Compare your ministry’s summer income to year-end. Quite a contrast, hey? No organization, profit or nonprofit, receives revenue at a predictable pace. Inability to manage this natural cash flow fluctuation can hobble your organization. Consider this from Inc. magazine: “Academic studies over the years have found that cash flow problems can be one of the leading causes of failure for businesses.”
The same is true for nonprofit organizations. So what are the essential basics of cash flow? Inc. business writer Philip Campbell offers 10 rules, one of which he says will transform the way you manage your organization.
What do you expect your cash balance to be six months from now? Campbell says it’s this question, which is at the heart of his seventh rule, that will transform the way you run your organization. Why? Because it reveals whether you’re managing your organization or the other way around.
Most of Campbell’s rules are non-negotiable, like the first one (Never run out of cash) and the ninth (You absolutely, positively must have cash flow projections.) It is these projections, he says, that let you answer the all-important question from Rule #7.
ECCU’s cash management experts view cash flow from a ministry versus a business perspective. One who happens to share this Inc. writer’s last name, John Campbell, is the credit union’s corporate product manager.
John says, “Some financial products and services can help ministries manage cash flow. Many donors are used to sending funds electronically, whether it is to pay your utility bill or a mortgage payment it is becoming the industry standard. Implementing something like Automatic Funds Transfers or ACH, allows ministries to budget based on specific dollar amounts and days of the month.

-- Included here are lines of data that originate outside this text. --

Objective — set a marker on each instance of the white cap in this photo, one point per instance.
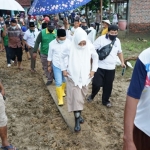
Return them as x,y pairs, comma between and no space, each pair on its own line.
107,21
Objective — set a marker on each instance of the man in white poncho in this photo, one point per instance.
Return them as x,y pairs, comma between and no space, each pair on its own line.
78,72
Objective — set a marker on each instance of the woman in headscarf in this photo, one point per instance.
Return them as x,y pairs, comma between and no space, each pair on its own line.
78,72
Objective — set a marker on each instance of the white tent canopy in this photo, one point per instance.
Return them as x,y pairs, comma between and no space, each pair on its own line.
10,5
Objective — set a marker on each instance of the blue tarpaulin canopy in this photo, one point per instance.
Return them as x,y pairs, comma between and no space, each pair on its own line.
45,7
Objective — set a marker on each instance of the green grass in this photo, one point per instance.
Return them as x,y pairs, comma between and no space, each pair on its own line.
131,48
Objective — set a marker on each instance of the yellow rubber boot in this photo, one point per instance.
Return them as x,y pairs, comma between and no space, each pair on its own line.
63,89
59,95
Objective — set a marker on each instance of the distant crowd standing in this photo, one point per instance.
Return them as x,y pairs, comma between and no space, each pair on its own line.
72,58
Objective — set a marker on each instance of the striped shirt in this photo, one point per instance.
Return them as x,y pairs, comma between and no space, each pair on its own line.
15,37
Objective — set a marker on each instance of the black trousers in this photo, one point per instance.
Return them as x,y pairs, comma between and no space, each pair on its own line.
103,78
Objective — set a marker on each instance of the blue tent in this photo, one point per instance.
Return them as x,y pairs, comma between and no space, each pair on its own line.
44,7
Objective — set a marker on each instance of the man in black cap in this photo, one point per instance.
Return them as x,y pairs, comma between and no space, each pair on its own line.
56,47
105,74
45,37
29,40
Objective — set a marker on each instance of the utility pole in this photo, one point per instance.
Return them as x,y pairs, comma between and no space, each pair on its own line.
101,7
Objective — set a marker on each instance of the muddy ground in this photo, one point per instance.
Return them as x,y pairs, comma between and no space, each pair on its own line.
36,124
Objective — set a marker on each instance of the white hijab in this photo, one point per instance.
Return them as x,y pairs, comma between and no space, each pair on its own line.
79,59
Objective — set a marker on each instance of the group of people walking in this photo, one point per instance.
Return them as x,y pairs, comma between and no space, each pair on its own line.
71,59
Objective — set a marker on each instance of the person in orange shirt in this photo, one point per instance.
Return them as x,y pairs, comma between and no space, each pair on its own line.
106,24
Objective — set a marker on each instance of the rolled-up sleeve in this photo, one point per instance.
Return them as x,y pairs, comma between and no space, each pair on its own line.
64,54
94,59
119,46
97,43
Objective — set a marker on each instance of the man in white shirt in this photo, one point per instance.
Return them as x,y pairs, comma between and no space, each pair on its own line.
137,109
92,33
105,74
76,25
29,40
56,47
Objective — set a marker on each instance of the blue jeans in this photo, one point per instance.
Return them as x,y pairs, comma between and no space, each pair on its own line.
8,54
59,78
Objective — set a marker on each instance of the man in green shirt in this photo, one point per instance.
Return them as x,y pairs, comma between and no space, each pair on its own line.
45,37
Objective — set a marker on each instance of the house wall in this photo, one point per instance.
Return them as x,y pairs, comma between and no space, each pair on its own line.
139,15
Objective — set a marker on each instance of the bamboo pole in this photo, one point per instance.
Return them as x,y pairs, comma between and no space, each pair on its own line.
101,5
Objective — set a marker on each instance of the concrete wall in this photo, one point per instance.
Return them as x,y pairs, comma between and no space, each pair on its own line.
139,15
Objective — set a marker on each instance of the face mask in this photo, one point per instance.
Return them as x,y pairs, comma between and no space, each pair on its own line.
81,47
13,27
112,37
61,42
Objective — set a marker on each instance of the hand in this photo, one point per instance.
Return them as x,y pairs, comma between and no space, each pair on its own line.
123,65
29,47
65,73
129,146
91,75
34,55
49,68
4,27
3,92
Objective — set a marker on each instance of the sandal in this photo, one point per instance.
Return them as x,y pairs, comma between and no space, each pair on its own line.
10,147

It encourages the spiritual act of giving and means donations come in despite good or bad weather or Johnny’s baseball tournament.”

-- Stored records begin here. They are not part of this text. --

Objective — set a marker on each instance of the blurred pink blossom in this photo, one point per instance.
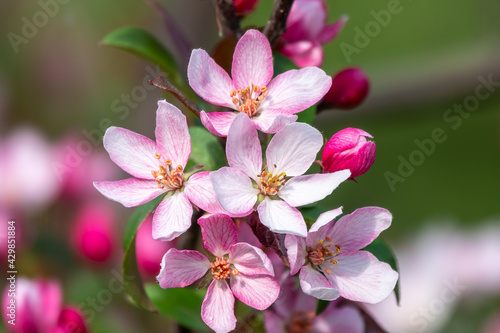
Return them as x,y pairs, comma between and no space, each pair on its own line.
307,31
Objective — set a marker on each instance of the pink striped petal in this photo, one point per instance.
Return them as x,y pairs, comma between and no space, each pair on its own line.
296,251
358,229
361,277
234,191
132,152
243,146
257,291
172,217
209,80
269,122
280,217
217,123
172,136
252,61
217,310
129,192
182,268
219,233
297,90
304,190
315,284
250,260
293,149
201,193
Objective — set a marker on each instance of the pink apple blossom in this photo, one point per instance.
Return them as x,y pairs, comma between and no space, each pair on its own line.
269,104
349,149
295,312
246,268
307,30
278,187
158,169
331,262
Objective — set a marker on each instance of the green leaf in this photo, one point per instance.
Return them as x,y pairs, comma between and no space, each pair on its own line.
206,149
384,253
130,272
144,44
181,304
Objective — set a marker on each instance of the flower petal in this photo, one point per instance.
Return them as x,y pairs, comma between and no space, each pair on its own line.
269,122
358,229
344,319
252,60
293,149
209,80
217,310
217,123
129,192
315,284
172,217
296,251
201,193
243,147
361,277
219,233
234,191
304,190
296,90
257,291
249,260
280,217
132,152
182,268
172,136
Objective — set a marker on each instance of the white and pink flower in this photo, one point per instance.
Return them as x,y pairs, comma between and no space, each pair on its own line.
331,262
269,104
248,270
278,187
158,169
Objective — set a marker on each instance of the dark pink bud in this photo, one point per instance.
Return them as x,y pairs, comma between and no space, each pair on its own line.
243,7
94,232
349,89
349,149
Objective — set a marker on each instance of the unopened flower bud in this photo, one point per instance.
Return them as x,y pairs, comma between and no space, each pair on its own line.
349,149
349,89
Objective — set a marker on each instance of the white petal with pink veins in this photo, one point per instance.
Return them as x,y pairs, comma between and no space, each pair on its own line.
217,310
129,192
182,268
293,149
172,136
172,217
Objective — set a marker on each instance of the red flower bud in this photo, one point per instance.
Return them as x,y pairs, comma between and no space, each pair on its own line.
349,89
349,149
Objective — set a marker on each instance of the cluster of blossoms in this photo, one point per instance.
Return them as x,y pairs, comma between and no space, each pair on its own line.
330,259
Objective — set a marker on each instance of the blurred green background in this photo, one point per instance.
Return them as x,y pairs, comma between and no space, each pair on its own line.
428,58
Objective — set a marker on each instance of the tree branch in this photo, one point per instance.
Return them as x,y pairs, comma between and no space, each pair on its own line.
164,84
276,25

“Online giving can also help, John says, “Because it allows supporters to give immediately and the monies transfer automatically without needing a physical trip to the bank.”
What I appreciate most about the Inc. list is its candor. There’s clearly no waffling on these rules. Especially the last one, which says the whole point of managing cash flow well is to be able to focus your energies on what’s most important—the people you serve.